Santiago held his gaze. Whatever he was, he was not a coward. He stood straight and looked at the man who had raised him and did not look away.
"I loved you," Don Emilio said. "That is the thing you have to understand before I say anything else. I loved you from the time you were born. I watched you grow. I was proud of you in ways I perhaps never said clearly enough."
He continued. "And you used that love as a tool. You stood in my house for three years while I grieved my daughter and you knew what you had done and you said nothing."
The room went pin-drop silent.
"Andrea was twenty-one years old," the Don said. "She was kind.

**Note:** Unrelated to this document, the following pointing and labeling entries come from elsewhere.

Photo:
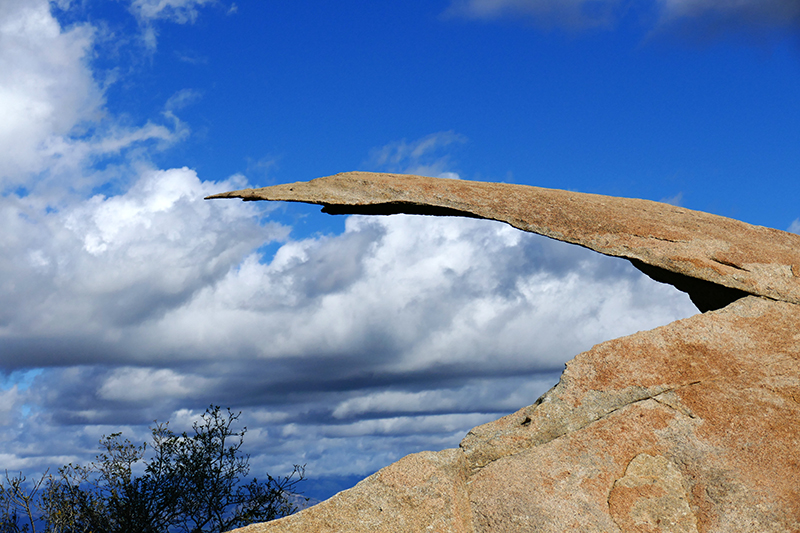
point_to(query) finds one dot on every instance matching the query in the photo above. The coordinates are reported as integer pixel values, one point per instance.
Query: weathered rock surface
(690, 427)
(715, 259)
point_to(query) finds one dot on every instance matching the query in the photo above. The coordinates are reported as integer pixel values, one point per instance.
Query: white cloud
(424, 157)
(104, 262)
(179, 11)
(150, 303)
(143, 384)
(696, 18)
(570, 14)
(46, 89)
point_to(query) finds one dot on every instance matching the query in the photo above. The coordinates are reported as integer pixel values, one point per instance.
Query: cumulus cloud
(46, 90)
(149, 303)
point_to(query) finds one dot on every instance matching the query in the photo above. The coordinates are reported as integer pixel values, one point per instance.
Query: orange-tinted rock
(699, 253)
(690, 427)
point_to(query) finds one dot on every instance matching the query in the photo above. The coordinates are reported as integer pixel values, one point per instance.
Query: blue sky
(349, 342)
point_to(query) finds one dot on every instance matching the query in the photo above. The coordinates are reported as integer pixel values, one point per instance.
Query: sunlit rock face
(690, 427)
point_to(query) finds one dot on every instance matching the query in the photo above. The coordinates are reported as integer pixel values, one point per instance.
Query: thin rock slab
(715, 259)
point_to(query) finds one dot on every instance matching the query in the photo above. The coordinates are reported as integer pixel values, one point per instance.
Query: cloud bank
(345, 351)
(696, 18)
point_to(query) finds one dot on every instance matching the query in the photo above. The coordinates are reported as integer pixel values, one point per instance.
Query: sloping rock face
(691, 427)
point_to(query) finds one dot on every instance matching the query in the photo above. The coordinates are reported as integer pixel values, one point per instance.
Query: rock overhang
(716, 260)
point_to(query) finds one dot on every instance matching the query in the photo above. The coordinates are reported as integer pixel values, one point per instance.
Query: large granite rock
(690, 427)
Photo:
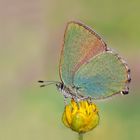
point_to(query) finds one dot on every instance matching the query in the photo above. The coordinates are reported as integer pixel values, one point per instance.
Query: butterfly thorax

She was fierce. She wanted a life beyond the Cimmera and I was working toward giving it to her." He stopped. His jaw moved. "She deserved to grow old."
Santiago said nothing.
"I could kill you," the Don said. "I have killed men for far less. Every person in this room would call it justice and none of them would be wrong." He put both hands on the head of the cane. "But you are my blood. And I am an old man who is tired of choosing death when the other choices have not been properly exhausted."
He looked at Leo.
"Leonardo."
"Sir," Leo said.
"Your recommendation stands. Exile." He turned back to Santiago. "You are removed from the Cimmera. Your name is struck from every record we hold. Every alliance you built, every asset you accumulated, every favor owed to you is dissolved as of this moment. You leave Pearlbot by midnight tonight. You do not contact this family, this organization, or anyone connected to it."
His voice did not shake. It never had, in thirty years of difficult decisions. "If you are found within Pearlbot's borders after midnight, I will send Leonardo, and it will be the last thing you see."
Santiago looked at him.
"Is that all?" he said.
"Yes," the Don said. "That is all."
Something crossed Santiago's face briefly, and only if you were watching very carefully, like the face of a boy who had wanted something specific from his uncle and understood now, too late, that he was never going to get it.
"Then I'll go," Santiago said.
Micheal unhooked the cuffs. The guards stepped forward. Santiago walked past the table, past the assembled men, and stopped for one moment in front of Leo.
"Take care of the organization," he said. "You'll be good at it."
"I know," Leo said.
Santiago went to the door. Lucia was on her feet without quite deciding to stand, her amber eyes tracking him across the room. He looked at her once as he passed. She did not look away. Then he went out, closing the door behind him.
Don Emilio stood at the head of the table and looked at the closed door for a long moment. Then he turned to the room.
"Now," he said. "We have work to do."
Gabriel put his hand in Lucia's. She looked down at him. He was watching her face with the careful attention of a child who had learned that adults needed checking on too, sometimes.
She held his hand. She pressed it once, firmly and looked at Christian across the room. He was already looking at her.